Cette confusion n’existe cependant pas qu’à l’état isolé dans les têtes les plus dérangées de ce gouvernement. Un reportage court mais frappant de l’AFP auprès des forces de l’ordre révélait avec quelle sorte de conditionnement les chefs bourrent les têtes de la troupe avant de l’envoyer matraquer : « ils nous disent que si on perd cette bataille-là tout peut s’effondrer. Ils nous rappellent l’importance de notre métier pour la démocratie et la république (…) Notre vocation, c’est de défendre les institutions (4) », témoigne ainsi l’un d’eux. Brutes fascisées mises à part, qui n’ont besoin d’aucun motif pour cogner, que resterait-il de l’ardeur des policiers si on leur expliquait posément que, Griveaux et Macron dégagés, les « institutions », qui ne se confondent pas avec leurs occupants transitoires, seraient toujours là… accessoirement débarrassées des personnages qui leur bricolent la même vie pourrie que ceux sur qui ils ont ordre d’aller taper ? Défendre Macron n’est pas défendre « les institutions » : c’est défendre Macron — barricadé dans les institutions.

Mais l’on pourrait aussi, à l’exact inverse, répondre tout autre chose au spasme indigné de ce que, sinon « la maison France » du type en rupture de cachets, ce sont « les institutions de la République qu’on attaque », autre chose qui ferait le choix de prendre cette phrase de carton-pâte au sérieux malgré tout, et qui lui dirait que, tout bien réfléchi, en définitive, oui, c’est vrai, il y a de ça. On ne sait jamais trop où se situer entre le trop et le trop peu d’importance accordée aux questions institutionnelles, mais si vraiment les renversés du Fenwick tiennent à en parler, alors oui : se débarrasser des institutions de la Ve République, ça peut en effet faire partie de l’idée générale (5).

Défendre Macron n’est pas défendre « les institutions » : c’est défendre Macron — barricadé dans les institutions

Il faut que les « défenseurs de la démocratie », forcenés médiatiques hurlant à la « sédition » et aux « factieux » avec les forcenés politiques, aient perdu de longue date l’idée de la démocratie qui, il faut visiblement le leur rappeler, consiste en l’activité autonome par lesquelles les peuples créent non seulement leurs lois mais leurs institutions — créent, c’est-à-dire s’autorisent à recréer chaque fois qu’ils le jugent opportun. On aura donc du mal à tenir le renversement des institutions en vue de refaire de nouvelles institutions pour une activité opposée à la démocratie quand elle en est l’expression même.

Pour parler aux forcenés avec des références simples qu’ils peuvent peut-être comprendre, de Gaulle en 1958, par exemple, se propose de « renverser les institutions de la république » — la IVe.
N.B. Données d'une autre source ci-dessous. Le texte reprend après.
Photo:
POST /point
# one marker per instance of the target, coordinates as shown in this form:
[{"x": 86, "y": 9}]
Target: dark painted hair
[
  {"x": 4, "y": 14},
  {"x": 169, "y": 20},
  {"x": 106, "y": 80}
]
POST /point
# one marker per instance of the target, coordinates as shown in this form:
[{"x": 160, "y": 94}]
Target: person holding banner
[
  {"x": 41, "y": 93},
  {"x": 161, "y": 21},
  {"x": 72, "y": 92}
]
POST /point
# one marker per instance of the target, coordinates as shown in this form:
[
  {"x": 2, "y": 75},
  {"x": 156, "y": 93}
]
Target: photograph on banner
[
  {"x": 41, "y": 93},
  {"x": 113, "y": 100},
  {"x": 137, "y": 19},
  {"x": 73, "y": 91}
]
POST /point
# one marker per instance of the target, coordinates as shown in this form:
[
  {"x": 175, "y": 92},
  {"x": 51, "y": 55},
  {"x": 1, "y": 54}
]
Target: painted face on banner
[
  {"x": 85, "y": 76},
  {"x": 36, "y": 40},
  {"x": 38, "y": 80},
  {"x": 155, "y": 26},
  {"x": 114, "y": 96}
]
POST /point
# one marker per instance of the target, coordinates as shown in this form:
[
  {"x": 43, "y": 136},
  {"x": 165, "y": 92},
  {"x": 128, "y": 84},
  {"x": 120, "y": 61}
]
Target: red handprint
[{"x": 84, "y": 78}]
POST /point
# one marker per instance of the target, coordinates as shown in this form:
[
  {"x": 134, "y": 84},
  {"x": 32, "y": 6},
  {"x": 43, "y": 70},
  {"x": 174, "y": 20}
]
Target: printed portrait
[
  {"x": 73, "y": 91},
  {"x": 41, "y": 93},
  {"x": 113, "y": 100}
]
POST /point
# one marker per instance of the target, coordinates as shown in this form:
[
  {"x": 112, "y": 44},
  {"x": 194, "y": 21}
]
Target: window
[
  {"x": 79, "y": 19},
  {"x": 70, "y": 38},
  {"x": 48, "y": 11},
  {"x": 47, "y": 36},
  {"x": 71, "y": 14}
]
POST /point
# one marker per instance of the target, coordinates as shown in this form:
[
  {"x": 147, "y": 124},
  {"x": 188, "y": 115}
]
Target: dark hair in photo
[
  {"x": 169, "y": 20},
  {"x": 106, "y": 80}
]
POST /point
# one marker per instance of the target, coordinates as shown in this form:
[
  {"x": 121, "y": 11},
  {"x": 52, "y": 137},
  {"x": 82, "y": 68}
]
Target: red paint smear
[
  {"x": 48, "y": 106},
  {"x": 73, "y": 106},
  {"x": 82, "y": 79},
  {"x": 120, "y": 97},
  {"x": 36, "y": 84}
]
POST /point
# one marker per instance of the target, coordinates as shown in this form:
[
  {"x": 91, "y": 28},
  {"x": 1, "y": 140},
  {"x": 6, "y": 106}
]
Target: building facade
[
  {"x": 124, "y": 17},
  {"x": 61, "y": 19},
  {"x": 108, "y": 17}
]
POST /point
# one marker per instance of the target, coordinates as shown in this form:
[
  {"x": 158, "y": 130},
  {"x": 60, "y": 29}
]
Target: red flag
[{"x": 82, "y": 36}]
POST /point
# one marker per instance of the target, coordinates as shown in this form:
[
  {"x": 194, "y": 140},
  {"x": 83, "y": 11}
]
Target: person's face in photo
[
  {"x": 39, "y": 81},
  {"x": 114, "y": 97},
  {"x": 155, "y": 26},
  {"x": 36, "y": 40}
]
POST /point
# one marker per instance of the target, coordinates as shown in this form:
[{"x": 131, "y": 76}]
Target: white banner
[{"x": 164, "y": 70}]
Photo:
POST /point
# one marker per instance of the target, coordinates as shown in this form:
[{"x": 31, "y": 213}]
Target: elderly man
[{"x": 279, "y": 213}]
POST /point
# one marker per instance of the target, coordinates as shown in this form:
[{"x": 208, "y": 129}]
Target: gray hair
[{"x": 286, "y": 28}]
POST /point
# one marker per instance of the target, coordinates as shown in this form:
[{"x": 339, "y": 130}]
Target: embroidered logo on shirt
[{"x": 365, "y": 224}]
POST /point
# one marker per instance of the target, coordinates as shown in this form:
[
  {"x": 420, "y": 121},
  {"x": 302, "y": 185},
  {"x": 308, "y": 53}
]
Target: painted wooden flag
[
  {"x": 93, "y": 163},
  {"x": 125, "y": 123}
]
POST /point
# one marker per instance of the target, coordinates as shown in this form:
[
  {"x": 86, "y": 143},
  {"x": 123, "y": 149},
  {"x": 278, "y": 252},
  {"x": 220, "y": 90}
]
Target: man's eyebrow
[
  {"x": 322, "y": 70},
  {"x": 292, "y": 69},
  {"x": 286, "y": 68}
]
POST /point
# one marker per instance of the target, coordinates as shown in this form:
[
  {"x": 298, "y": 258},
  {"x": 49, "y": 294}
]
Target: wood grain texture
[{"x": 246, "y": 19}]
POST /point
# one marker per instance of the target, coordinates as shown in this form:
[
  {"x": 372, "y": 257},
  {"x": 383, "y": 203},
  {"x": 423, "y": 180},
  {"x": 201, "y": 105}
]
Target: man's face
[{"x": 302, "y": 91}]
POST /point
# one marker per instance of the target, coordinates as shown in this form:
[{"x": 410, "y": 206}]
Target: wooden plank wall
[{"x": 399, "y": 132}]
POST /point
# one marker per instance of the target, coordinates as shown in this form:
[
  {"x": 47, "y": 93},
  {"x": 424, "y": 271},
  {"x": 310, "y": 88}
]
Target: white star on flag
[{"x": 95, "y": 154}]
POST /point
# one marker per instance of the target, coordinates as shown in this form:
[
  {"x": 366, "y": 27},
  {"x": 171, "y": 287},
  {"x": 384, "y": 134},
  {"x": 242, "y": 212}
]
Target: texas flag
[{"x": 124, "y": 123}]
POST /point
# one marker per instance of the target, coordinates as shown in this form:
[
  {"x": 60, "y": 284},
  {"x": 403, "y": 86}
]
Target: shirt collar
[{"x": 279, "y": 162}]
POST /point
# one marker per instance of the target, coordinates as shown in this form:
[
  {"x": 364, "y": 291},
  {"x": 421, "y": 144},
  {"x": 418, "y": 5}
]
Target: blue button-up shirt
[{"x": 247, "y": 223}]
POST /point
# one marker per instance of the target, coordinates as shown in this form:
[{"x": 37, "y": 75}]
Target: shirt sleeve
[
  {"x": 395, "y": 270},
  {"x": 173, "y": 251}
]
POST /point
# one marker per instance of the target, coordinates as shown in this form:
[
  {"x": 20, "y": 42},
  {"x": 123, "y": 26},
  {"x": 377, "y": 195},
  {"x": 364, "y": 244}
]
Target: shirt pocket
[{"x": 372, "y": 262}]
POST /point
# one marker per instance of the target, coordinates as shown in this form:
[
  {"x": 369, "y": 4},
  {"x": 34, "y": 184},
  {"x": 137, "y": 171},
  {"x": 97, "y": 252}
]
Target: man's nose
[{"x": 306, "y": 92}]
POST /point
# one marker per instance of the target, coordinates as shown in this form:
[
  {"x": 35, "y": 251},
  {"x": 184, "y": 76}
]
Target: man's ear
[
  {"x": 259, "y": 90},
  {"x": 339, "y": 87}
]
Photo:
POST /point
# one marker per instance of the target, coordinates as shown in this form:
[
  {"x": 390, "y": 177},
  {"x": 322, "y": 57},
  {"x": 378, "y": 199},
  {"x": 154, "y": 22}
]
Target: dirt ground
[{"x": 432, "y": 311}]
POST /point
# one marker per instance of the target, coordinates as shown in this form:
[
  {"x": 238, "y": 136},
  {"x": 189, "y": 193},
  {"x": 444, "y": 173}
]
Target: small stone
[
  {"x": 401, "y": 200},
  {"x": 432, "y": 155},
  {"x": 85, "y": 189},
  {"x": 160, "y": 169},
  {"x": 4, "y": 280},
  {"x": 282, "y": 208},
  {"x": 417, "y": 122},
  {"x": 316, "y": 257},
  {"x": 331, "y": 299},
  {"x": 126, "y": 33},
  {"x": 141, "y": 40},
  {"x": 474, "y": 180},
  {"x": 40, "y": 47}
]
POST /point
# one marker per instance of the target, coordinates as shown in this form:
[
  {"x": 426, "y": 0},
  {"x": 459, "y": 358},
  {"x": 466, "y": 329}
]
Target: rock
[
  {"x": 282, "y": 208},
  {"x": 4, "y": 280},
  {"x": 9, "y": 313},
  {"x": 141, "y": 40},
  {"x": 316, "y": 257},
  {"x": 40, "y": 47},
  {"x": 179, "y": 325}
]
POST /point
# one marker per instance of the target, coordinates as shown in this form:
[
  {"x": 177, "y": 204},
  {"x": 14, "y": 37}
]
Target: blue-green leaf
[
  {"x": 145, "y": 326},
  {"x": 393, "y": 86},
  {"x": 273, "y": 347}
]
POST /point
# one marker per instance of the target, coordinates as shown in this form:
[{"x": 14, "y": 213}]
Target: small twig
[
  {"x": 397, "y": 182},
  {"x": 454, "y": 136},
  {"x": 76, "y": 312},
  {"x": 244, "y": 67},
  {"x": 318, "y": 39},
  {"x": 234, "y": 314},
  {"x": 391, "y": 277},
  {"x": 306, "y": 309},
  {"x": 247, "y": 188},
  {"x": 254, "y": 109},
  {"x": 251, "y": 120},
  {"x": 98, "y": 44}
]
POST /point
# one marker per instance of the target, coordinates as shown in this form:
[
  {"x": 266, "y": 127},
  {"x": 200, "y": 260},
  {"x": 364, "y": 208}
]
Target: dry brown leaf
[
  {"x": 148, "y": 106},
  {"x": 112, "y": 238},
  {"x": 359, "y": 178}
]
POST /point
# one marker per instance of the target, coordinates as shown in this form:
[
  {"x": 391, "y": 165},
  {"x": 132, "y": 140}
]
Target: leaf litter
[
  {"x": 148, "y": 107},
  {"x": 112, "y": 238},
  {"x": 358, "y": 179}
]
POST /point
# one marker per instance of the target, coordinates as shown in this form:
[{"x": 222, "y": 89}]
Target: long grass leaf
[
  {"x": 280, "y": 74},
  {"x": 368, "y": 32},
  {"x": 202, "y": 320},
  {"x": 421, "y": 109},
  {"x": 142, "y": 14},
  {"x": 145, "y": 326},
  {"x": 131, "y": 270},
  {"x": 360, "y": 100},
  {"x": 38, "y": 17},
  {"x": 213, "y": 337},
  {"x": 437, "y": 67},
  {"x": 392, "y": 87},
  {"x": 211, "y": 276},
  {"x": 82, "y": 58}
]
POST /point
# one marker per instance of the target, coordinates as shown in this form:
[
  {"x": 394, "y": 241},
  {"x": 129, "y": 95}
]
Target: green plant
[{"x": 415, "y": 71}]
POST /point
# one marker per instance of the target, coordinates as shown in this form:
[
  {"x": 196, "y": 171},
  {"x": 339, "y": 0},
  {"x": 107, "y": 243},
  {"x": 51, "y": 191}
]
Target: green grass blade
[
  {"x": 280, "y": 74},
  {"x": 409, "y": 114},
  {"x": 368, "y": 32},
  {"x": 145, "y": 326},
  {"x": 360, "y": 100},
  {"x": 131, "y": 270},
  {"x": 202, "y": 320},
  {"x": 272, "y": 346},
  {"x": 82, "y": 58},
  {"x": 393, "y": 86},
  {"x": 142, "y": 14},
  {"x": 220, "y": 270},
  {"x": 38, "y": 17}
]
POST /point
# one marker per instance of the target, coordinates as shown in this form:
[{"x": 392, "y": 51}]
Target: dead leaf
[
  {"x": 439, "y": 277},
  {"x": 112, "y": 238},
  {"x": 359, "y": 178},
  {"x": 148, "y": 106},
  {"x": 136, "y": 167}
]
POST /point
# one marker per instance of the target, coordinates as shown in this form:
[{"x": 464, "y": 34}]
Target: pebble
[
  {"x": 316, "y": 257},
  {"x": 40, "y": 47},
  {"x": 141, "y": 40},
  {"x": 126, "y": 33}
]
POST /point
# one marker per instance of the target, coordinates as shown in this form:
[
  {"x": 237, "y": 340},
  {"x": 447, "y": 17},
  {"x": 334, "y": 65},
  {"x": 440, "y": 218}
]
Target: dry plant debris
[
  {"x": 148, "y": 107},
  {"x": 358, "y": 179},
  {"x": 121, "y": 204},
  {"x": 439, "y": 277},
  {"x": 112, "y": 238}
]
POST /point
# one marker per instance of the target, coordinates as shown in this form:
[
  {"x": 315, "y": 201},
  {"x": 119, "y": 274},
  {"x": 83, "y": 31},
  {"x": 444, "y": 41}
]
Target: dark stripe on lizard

Comme on sait, il s’est alors agi, dans la manière, davantage d’un coup d’État que d’une refondation démocratique, mais comme de Gaulle est leur doudou à tous, et qu’ils tiennent tous ce cas de « renversement des institutions de la république » pour une chose très admirable, un argument a fortiori devrait les convaincre sans peine que la même chose appliquée à la Ve, mais avec beaucoup de monde au lieu d’une sorte de junte, est encore plus exemplairement démocratique.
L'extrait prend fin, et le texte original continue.